BGU study: Healthy, long-term weight loss diets can significantly reverse carotid atherosclerosis

2-year study reveals that carotid artery atherosclerosis reduction is due to weight loss-induced decline in blood pressure from either low-carbohydrate, low-fat or Mediterranean diets

A two-year study led by researchers at Ben-Gurion University of the Negev (BGU) found that healthy, long-term weight loss diets can significantly reverse carotid (main brain artery) atherosclerosis, a direct risk factor for strokes and heart attacks. The study is one of the first to prove the potential of moderate weight loss as a strategy to reverse atherosclerosis (hardening of the arteries) in overweight and mildly obese people.

According to the just published study in Circulation, the leading journal of the American Heart Association, the researchers used novel technique imaging of three-dimensional ultrasound at the beginning and after two years, measuring changes in carotid artery vessel thickening of plaque to determine whether diet can reverse atherosclerosis, a process that naturally increases with age.

The research team compared three diets among moderately overweight, mostly male, participants. The findings, using ultrasound, showed that after two years, there was a five percent decrease in average carotid vessel-wall volume and a one percent decrease in carotid artery thickness.

Compared to participants who experienced an increased carotid wall volume, those with decreases showed significantly greater weight loss (11.7 pounds vs. 7 pounds); decreased systolic blood pressure (6.8 mmHg vs. 1.1 mmHg) and an increase in apolipoprotein A1 (Apo A1), a marker of "good cholesterol" ( HDL). These participants also had reduced homocysteine levels, an amino acid in the blood that is related to higher risk of stroke or heart attack.

This study was conducted in Israel by researchers led by Dr. Iris Shai, Ben-Gurion University of the Negev, with the Nuclear Research Center in Dimona and Soroka University Medical Center in Beer-Sheva.

According to Dr. Shai, "Even if we experience some partial weight re-gain over time, long-term adherence to weight loss diets are effective for reversing carotid atherosclerosis as long as we stick to one of the current options of healthy diet strategy. This effect is more pronounced among mildly obese persons who lose more than 5.5 kgs. [12.1 lbs.] of body weight and whose systolic blood pressure decreases by more than 7 mmHg." Dr. Iris Shai is a researcher at the S. Daniel Abraham International Center for Health and Nutrition in the Department of Epidemiology at Ben-Gurion University of the Negev.

Dr. Yaakov Henkin, a cardiologist at Soroka University Medical Center, who led the carotid measurements, explains that "the importance of these results is in the understanding that over two years, changes in carotid atherosclerosis are more strongly predicted by diet-induced changes in blood pressure than by changes in lipoprotein levels, which are commonly believed more important for the coronary arteries."

Researchers studied 140 people (88 percent men, average age 51, Body Mass Index 30.4) who were randomly assigned to a low-carbohydrate, low fat or Mediterranean diet as part of the Dietary Intervention Randomized Controlled Trial-carotid (DIRECT) study.

The study conducted at the Nuclear Research Center required significant cooperation between staff, participants and their spouses. Workplace cafeteria managers worked with clinicians and nutritional advisers to transform the food service program and provide healthy food according to each of the low fat, low carb and Mediterranean diet regimens. Along with workplace nutritional counseling, trial participant spouses were educated on keeping to the diet strategy at home.
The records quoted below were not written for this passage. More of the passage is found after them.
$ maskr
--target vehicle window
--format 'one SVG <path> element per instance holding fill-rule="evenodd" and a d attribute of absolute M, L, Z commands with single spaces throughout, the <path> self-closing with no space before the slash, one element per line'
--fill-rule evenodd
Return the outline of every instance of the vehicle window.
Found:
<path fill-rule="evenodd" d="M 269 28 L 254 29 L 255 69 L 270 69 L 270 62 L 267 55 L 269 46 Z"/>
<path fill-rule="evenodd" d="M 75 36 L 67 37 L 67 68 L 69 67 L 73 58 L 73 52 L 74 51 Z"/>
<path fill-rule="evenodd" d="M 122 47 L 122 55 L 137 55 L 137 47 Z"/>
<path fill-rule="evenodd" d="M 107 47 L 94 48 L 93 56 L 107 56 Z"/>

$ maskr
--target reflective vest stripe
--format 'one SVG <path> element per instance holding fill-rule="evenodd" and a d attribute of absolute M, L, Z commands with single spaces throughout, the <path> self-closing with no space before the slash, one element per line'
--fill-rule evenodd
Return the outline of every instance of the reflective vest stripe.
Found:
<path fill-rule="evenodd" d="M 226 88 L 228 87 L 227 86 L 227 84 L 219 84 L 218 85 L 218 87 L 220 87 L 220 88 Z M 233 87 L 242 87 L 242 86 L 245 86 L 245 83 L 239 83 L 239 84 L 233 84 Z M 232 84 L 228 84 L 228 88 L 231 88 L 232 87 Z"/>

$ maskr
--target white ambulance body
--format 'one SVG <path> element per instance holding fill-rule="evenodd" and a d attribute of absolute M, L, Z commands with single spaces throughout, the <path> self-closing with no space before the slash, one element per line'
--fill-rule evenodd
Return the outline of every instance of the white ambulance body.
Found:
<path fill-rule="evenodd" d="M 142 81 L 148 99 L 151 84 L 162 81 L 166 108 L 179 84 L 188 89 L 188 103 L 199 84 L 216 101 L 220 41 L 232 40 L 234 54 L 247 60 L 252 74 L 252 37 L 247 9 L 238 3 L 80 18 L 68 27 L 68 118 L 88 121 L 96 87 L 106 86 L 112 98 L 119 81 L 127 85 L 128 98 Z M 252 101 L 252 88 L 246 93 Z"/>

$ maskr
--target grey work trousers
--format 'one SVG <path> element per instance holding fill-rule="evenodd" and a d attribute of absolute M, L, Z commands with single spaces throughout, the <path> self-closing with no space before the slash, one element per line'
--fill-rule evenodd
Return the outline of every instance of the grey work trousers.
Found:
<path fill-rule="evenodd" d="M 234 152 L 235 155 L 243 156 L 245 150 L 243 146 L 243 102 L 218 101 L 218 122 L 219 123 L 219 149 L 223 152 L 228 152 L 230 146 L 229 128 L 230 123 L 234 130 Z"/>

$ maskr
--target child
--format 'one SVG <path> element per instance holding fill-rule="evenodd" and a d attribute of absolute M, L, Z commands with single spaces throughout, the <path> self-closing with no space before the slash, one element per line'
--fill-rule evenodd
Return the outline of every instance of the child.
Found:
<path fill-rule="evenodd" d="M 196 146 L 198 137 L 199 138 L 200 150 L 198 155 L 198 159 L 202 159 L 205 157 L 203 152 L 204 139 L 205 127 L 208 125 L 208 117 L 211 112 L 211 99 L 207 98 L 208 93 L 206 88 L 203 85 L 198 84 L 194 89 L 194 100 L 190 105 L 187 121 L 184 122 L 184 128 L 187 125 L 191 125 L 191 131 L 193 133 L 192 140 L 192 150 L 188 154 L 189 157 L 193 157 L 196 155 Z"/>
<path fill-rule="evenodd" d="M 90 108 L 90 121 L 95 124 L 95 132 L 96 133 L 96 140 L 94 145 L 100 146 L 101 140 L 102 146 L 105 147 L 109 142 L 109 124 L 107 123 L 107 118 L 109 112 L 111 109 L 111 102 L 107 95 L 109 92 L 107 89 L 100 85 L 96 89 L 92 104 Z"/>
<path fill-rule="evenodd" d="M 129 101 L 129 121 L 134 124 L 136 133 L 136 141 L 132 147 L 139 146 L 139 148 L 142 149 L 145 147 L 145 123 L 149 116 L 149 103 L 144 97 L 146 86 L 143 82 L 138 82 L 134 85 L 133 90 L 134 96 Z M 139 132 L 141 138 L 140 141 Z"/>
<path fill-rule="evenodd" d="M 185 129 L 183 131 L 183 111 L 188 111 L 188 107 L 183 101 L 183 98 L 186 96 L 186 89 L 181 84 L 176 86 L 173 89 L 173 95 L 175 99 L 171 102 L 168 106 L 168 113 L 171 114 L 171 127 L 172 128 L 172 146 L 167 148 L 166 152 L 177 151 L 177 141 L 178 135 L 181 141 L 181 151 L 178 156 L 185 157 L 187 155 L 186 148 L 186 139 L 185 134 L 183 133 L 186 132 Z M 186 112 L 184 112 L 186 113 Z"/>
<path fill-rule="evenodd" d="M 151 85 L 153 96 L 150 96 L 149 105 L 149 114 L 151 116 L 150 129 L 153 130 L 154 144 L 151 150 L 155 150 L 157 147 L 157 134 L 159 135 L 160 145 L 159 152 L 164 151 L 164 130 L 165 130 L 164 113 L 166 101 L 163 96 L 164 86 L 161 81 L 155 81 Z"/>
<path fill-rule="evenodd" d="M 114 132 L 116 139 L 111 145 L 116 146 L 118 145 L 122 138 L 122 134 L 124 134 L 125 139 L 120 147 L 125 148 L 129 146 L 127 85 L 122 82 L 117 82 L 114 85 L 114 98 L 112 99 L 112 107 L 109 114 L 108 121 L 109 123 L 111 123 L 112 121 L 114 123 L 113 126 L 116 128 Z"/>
"Lifestyle projects in the workplace might be a perfect platform for long-term successful interventions. As low-fat, low-carbohydrate and Mediterranean diets all induced regression of carotid atherosclerosis, a low-carbohydrate diet seems like a safe and efficient alternative to low-fat and Mediterranean diets in reversing the atherosclerosis process," according to Dr. Dan Schwarzfuchs, the director of the medical clinic of the Nuclear Research Center where the intervention was conducted.

This study is part of the Dietary Intervention Randomized Control Trial (DIRECT), the initial results of which were previously published in the New England Journal of Medicine (July 2008). In this influential paper, it was found that Mediterranean and low-carbohydrate diets may be effective alternatives to low-fat diets for inducing weight loss, with more favorable effects on lipids obtained with the low-carbohydrate diet, and on glycemic control with the Mediterranean diet. Adherence to the study was 95 percent after the first year and 85 percent after the second, an unprecedented result in dietary intervention trials.

In the current study, the researchers sought to assess whether these diets had measurable effects on established (IMT) and emerging (3-Dimentional Vessel Wall Volume) ultrasound measurements of carotid atherosclerosis and whether such effects could be predicted by alterations in lipoproteins and other less-routinely measured cardiovascular biomarkers, which they did.